Earlier this spring, we were taken with the work of Lebanese artist Jad El Khoury, who completed his both ideologically and technically amazing street art installation, Burj El Hawa, otherwise known as the Tower of Wind. Nuart Festival Founder and Director Martyn Reed called this feat “a standout work leagues ahead of anything else,” and the festival subsequently named El Khoury their artist in residence.
El Khoury also received the Arte Laguna Prize for this work, which focuses on the healing of Beirut after Lebanon’s ravaging civil war. The awarding organization’s site explains that the 31 year old Lebanese native holds a “main intent is to bring attention to social and political issues through public art installations. He is best known for his fictional characters, defined Potato Nose, who draws on the damaged buildings of Beirut, highlighting the bullet holes left by the passage of the civil war.”
Burj El Hawa inhabited the decaying shell of a skyscraper that still stands in the city as a symbol of its tumultuous past. Many such buildings still dot the nation. El Khoury transformed this highly visible wound into a flowing Tower Of Wind by surreptitiously and illegally installing beautiful colored curtains in each of the its many vacant windows. The result was a living, breathing work of art that interacted with the elements to the surprise and delight of Beirut’s inhabitants.

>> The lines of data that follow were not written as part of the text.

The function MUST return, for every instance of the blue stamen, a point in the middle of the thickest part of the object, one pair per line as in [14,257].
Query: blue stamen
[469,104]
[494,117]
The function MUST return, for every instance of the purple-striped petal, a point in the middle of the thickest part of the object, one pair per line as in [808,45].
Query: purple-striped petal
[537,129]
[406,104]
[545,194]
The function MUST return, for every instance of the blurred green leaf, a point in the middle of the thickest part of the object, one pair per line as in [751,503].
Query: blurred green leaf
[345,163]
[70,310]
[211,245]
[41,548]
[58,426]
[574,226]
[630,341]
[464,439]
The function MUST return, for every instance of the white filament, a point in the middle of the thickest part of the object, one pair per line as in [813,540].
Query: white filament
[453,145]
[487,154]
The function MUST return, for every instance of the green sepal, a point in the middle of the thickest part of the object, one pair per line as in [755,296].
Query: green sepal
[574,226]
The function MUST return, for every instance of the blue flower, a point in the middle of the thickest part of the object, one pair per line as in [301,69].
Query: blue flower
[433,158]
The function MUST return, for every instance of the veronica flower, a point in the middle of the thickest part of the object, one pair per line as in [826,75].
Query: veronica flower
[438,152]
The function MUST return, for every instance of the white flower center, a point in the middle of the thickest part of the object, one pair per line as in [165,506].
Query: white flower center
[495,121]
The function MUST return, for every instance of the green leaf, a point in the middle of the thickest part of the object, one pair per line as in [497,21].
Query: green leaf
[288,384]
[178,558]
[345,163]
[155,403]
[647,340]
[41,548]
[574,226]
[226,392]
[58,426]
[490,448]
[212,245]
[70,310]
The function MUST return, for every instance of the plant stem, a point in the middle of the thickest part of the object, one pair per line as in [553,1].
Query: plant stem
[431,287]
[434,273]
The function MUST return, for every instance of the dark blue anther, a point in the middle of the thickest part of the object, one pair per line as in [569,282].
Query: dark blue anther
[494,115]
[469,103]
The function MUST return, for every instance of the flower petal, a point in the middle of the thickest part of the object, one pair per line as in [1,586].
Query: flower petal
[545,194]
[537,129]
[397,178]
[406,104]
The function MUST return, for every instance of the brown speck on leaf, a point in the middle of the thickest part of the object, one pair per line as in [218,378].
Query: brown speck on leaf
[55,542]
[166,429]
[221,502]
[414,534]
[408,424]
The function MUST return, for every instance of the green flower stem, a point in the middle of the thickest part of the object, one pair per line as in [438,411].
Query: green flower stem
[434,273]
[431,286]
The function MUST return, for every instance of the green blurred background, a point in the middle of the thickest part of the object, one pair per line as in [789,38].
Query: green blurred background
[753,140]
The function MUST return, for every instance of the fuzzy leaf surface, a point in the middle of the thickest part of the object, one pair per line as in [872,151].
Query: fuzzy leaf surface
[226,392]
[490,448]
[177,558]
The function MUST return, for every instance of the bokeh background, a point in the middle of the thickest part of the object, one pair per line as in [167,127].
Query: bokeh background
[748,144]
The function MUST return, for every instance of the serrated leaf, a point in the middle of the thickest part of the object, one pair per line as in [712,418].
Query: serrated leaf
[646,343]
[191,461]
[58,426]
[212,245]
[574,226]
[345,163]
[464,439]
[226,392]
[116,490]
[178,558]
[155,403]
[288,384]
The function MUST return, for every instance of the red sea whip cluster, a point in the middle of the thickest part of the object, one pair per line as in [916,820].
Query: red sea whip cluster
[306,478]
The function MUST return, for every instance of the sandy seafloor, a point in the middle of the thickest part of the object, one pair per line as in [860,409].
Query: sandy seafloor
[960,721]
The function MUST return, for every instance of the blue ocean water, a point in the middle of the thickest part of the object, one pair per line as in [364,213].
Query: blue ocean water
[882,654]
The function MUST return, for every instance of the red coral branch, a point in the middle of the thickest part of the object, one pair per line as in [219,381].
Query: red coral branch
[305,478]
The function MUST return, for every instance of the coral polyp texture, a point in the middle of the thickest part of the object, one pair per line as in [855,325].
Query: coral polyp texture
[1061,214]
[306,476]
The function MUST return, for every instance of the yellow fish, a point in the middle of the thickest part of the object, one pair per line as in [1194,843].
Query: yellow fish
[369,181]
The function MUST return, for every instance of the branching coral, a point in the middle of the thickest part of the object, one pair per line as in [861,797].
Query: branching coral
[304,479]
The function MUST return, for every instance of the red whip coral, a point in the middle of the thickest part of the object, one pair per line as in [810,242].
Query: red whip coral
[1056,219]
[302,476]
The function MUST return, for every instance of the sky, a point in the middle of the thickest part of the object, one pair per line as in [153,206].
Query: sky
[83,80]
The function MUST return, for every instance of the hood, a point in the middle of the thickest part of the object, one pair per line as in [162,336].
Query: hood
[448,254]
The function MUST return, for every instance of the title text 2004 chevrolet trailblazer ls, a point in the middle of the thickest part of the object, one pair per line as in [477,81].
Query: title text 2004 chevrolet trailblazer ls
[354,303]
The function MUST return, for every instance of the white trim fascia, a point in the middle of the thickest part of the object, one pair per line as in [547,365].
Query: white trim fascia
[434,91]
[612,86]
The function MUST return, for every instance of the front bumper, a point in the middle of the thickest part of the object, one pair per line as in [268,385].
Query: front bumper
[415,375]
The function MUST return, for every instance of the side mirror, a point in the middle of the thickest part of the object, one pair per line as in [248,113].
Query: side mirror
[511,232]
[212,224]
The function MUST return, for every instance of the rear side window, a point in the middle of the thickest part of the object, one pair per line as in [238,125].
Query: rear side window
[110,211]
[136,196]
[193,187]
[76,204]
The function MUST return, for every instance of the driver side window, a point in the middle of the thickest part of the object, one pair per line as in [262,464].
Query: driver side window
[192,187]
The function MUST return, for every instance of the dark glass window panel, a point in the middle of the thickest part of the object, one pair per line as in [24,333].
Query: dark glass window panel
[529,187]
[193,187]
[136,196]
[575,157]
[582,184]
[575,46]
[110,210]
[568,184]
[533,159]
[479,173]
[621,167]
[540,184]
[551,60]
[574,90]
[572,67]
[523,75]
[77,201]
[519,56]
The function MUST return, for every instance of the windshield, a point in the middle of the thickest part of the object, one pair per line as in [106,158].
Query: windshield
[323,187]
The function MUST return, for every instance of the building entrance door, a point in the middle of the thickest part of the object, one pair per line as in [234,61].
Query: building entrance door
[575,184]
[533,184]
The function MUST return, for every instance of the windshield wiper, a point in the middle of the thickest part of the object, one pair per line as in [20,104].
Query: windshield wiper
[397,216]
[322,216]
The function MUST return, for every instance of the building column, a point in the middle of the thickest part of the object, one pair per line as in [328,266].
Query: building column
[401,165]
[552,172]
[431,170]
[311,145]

As the festival’s artist in residence, El Khoury participated in September’s annual edition of Nuart, hosted in Stavanger, Norway. For his contribution, he repurposed the fabric from Burj El Hawa, which was only able to remain for a limited amount of time, installing his curtains in a new home.
The work’s new residence in Norway adopted decidedly different dimensions from their original home in Beirut. This abandoned Stavanger building expands horizontally, rather than vertically, standing only three stories high. However, the strips of fabric seem to run and fall vertically, rather than horizontally as they did in Beirut. This inversion creates in a completely fresh visual effect, using the same materials. However, their emotional impact remains strong. In discussing his work in Stavanger, the artist said that he is trying to spread the work’s impact to as many corners of the world as he can. With their reach comes a message of healing, as told by the simple, whimsical pleasure of colorful curtains flowing in the wind.
Nuart Festival exists on the cutting edge of events in its realm. The festival states that it “is a not for profit organization run by a small group of idealistic volunteers, vandals and bored arts professionals.” In seeking to redefine our concept of an arts festival, it “aims to explore and present new movements and works with artists operating across the spectrum of ‘Street Art’. Street art has its roots in situationism, graffiti, post-graffiti, muralism, comic culture, stencil art and activism amongst many other things. It is without a doubt the most exciting development in visual art for decades. A ‘movement’ that has caught the imagination of the general public, collectors, auction houses and curators the world over.” El Khoury’s work is an amazing embodiment of this revolutionary form’s evolution. Street art can be greater than murals, it is any artistic intervention that takes place in public and espouses a meaning greater than that which we often encounter in our rather mundane day to day experiences. Street art can be anything that disrupts routine with beauty, or wounds with healing.